A arte da contação de histórias ganhou um novo fôlego na UFF Angra, em Jacuecanga, com a presença marcante do multiartista Glauter Barros. Reconhecido por sua versatilidade como ator, jornalista e o inesquecível Palhaço Picolé, Glauter promoveu, no último dia 7 de maio, uma vivência imersiva sobre a arte da oralidade que cativou estudantes e professores.
Alunos e alunas do curso de Pedagogia mergulharam de cabeça em uma experiência prática, que contou também com a participação dos professores André Andrade (Arte e Educação) e Rosilda Benachio (História).
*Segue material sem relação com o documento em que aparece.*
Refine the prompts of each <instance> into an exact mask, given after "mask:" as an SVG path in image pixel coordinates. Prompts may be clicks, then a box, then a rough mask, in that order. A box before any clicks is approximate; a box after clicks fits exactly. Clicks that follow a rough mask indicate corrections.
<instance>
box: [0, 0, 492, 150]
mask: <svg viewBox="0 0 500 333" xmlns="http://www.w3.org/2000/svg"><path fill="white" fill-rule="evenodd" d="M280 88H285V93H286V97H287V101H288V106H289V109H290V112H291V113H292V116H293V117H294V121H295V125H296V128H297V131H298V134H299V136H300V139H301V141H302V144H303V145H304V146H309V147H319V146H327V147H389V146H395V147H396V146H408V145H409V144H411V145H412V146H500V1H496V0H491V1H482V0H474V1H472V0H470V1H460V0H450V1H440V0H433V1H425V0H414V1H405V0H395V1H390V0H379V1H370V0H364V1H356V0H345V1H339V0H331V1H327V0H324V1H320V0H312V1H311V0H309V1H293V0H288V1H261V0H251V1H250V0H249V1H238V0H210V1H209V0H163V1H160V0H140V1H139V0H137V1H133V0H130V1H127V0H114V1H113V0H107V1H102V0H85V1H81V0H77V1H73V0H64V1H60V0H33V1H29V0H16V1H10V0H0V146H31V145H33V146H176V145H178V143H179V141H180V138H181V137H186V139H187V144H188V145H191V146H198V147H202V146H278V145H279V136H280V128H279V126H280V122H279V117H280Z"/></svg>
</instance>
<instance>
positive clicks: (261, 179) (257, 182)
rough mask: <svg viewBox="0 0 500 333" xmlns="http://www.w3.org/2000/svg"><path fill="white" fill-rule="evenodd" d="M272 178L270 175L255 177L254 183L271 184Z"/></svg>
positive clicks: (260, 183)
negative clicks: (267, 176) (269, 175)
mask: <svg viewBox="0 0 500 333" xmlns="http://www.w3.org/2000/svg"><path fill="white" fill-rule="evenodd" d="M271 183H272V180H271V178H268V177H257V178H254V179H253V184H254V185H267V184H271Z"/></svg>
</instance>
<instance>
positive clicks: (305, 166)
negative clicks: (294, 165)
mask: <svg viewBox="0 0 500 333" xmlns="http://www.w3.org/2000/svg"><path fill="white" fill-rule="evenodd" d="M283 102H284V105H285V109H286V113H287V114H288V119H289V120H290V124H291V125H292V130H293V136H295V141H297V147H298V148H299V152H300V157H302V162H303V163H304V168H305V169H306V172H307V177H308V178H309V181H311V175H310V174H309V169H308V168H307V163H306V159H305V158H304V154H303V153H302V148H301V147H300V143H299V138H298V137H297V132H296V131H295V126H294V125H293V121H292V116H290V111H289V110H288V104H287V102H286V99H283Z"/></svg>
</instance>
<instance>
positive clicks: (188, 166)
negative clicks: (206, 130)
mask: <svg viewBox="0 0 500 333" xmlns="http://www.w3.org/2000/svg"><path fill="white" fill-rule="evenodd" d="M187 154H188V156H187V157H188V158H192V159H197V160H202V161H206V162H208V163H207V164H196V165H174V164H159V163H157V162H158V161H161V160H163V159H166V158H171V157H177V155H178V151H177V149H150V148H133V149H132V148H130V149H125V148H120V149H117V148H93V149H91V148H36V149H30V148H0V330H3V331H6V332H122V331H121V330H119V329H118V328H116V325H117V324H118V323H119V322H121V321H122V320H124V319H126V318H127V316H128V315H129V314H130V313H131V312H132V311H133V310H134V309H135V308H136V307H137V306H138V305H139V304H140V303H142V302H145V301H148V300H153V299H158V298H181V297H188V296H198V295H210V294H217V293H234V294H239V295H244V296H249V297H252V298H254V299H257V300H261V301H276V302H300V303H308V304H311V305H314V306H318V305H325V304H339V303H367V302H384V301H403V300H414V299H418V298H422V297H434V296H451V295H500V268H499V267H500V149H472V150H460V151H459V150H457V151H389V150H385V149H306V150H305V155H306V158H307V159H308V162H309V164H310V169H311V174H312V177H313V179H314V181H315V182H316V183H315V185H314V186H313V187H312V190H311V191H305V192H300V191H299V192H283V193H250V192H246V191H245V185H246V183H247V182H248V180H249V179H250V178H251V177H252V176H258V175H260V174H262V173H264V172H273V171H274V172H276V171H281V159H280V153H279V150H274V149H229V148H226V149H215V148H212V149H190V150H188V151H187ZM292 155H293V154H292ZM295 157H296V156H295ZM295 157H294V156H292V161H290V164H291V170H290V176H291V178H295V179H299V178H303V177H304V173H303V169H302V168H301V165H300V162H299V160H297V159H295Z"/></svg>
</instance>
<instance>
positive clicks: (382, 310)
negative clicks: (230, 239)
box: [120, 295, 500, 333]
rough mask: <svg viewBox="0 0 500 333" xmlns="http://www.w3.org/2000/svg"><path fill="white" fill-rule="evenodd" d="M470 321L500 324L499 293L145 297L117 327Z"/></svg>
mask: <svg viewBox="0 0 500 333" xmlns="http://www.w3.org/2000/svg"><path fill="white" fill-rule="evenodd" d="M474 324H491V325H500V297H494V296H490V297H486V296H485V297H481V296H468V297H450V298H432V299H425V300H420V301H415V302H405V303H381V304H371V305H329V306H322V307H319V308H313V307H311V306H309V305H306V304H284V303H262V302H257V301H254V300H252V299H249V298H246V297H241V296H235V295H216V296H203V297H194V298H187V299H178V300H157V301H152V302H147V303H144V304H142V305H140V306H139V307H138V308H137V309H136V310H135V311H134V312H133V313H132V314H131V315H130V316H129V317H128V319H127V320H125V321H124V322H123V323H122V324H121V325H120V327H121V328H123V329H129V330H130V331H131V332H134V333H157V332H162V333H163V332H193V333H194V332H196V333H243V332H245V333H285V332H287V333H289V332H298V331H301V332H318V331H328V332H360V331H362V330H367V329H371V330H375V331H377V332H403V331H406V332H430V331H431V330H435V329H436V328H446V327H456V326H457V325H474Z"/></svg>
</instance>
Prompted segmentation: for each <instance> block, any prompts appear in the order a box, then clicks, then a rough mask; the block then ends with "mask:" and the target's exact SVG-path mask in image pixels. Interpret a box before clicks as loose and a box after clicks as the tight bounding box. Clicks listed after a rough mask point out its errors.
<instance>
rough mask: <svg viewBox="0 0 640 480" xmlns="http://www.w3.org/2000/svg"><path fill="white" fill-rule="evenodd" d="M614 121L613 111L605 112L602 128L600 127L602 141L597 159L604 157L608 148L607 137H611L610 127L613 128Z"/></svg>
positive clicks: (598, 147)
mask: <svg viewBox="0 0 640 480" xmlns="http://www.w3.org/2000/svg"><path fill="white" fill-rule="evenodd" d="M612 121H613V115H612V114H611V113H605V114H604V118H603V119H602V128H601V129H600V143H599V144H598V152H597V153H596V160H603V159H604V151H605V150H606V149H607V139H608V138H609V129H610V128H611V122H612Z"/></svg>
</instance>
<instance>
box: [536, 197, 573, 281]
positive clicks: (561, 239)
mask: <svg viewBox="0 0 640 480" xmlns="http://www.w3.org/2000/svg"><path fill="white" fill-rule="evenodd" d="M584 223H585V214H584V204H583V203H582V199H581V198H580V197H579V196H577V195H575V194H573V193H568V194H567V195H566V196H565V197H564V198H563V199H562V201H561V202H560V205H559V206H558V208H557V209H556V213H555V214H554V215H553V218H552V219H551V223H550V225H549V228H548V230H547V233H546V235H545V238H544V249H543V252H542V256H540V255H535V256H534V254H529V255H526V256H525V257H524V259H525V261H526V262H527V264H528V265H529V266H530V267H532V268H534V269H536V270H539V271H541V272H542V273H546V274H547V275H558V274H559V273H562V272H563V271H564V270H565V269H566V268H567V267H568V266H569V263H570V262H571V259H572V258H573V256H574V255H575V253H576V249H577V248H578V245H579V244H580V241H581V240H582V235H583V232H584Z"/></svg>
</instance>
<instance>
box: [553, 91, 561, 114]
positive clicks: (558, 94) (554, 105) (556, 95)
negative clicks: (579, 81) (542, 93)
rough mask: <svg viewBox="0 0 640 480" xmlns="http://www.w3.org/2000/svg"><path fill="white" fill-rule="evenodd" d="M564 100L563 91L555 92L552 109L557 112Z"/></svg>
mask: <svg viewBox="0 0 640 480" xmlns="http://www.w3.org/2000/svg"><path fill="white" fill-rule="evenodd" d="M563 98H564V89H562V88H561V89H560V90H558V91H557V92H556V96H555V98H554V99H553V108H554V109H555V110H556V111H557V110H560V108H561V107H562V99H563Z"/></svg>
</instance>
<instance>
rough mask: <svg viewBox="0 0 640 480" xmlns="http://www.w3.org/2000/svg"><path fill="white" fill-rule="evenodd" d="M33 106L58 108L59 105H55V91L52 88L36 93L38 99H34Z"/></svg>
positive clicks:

O encontro foi um verdadeiro caldeirão de trocas, onde todos puderam constatar como a arte de narrar pode ser uma ferramenta transformadora no processo de aprendizado e além.
A iniciativa, que teve a parceria fundamental da professora e produtora cultural Rosine Barros, expandiu os horizontes sobre o uso da contação de causos. Foi demonstrado como essa arte milenar se adapta a qualquer ambiente: seja na tranquilidade de uma sala de aula, na efervescência do pátio escolar ou até mesmo na grandiosidade de um palco profissional. A vivência foi recheada de dinâmicas de grupo, revelações sobre os bastidores da criação de narrativas, histórias envolventes, causos pitorescos e, claro, muitas risadas que quebraram o gelo e conectaram os participantes.
Glauter Barros, conhecido por sua espontaneidade e carisma, foi além da teoria. Ele demonstrou na prática a capacidade de improvisar e criar enredos no calor do momento, com a participação ativa do público. Para o artista, estar na universidade é uma sensação de familiaridade e pertencimento.
“Eu frequento a UFF desde a época em que as aulas ainda aconteciam lá no Morro do Abel”, comentou Glauter, evidenciando sua longa e profunda conexão com a instituição.
Para Glauter, a força da universidade pública reside na sua capacidade de se conectar com a comunidade. É nesse intercâmbio que o conhecimento transcende os livros e se materializa em soluções concretas para os desafios do mundo, fortalecendo a cidadania e impulsionando o crescimento coletivo. Ele conclui que, no fundo, a ciência e a arte existem para servir à sociedade, e poucas manifestações conseguem unir esses dois universos de forma tão potente quanto uma boa história.
A vivência de Glauter Barros na UFF Angra reforça o compromisso da universidade em promover o diálogo entre diferentes saberes e em inspirar futuras gerações de educadores a utilizarem a arte como um pilar fundamental no desenvolvimento humano e social.